Oil is poised to slump to $45 a barrel by October as a surplus of crude and producers’ easy access to cash weigh on the market, according to Goldman Sachs Group Inc.
A recovery in prices to near $60 a barrel from a six-year low in March is premature, analysts including Jeffrey Currie said in an e-mailed report dated May 18. The availability of cheap capital exacerbates the need for sustained low prices to keep U.S. producers from boosting output, according to the bank.
West Texas Intermediate oil has rebounded 37 percent since March amid speculation a drop in U.S. drilling rigs to the fewest since August 2010 will slow output and ease a supply glut. The backlog of drilled but uncompleted wells represents more than 100 million barrels of crude held in underground storage, Goldman said.
“Our bearish view has been driven by two surpluses: excess hydrocarbons, but just as importantly, excess capital,” New York-based Currie and Damien Courvalin said in the note. “We find that the global market imbalances are in fact not solved and believe that the rally will prove self-defeating as it undermines the nascent rebalancing.”

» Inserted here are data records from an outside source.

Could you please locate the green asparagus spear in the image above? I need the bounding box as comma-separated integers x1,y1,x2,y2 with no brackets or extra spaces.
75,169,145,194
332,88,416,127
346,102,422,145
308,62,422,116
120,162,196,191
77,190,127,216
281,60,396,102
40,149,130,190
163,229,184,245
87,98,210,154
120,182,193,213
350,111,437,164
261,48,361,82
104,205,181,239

While markets have focused on the U.S. rig count, given its weekly frequency and potential insight into slowing shale output, production will still grow in 2016 at the current number of active machines, according to Goldman. Uncompleted wells can be brought into production quickly and add at least 250,000 barrels a day, according to the bank.
“Should WTI remain near $60/bbl, U.S. producers will ramp up activity given improved returns with costs down by at least 20 percent,” Goldman said in the note.
Price Recovery
Oil prices collapsed almost 50 percent in 2014 as a shale boom drove U.S. production to the fastest pace in more than three decades. The nation’s crude stockpiles are near the highest level since 1930, according to monthly data from the Energy Information Administration dating back to 1920.
The slump led to U.S. companies reducing the number of active rigs by 58 percent since December, the most prolonged retreat from the nation’s fields on record. The count dropped to 660 through May 15, according to data from Baker Hughes Inc.
Prices will recover gradually through to the end of next year and reach $60 a barrel, which Goldman estimates as the marginal cost of production for shale. The bank’s 12-month forecast is $55 a barrel, which implies $53 in the first quarter of 2016, it said in the note.
Goldman forecast WTI to trade this year at a $6 discount to Brent in London, the European benchmark crude, and $5 from 2016. Brent for July settlement was 1.3 percent lower at $65.42 a barrel on the ICE Futures Europe exchange at 3:52 p.m. Singapore time.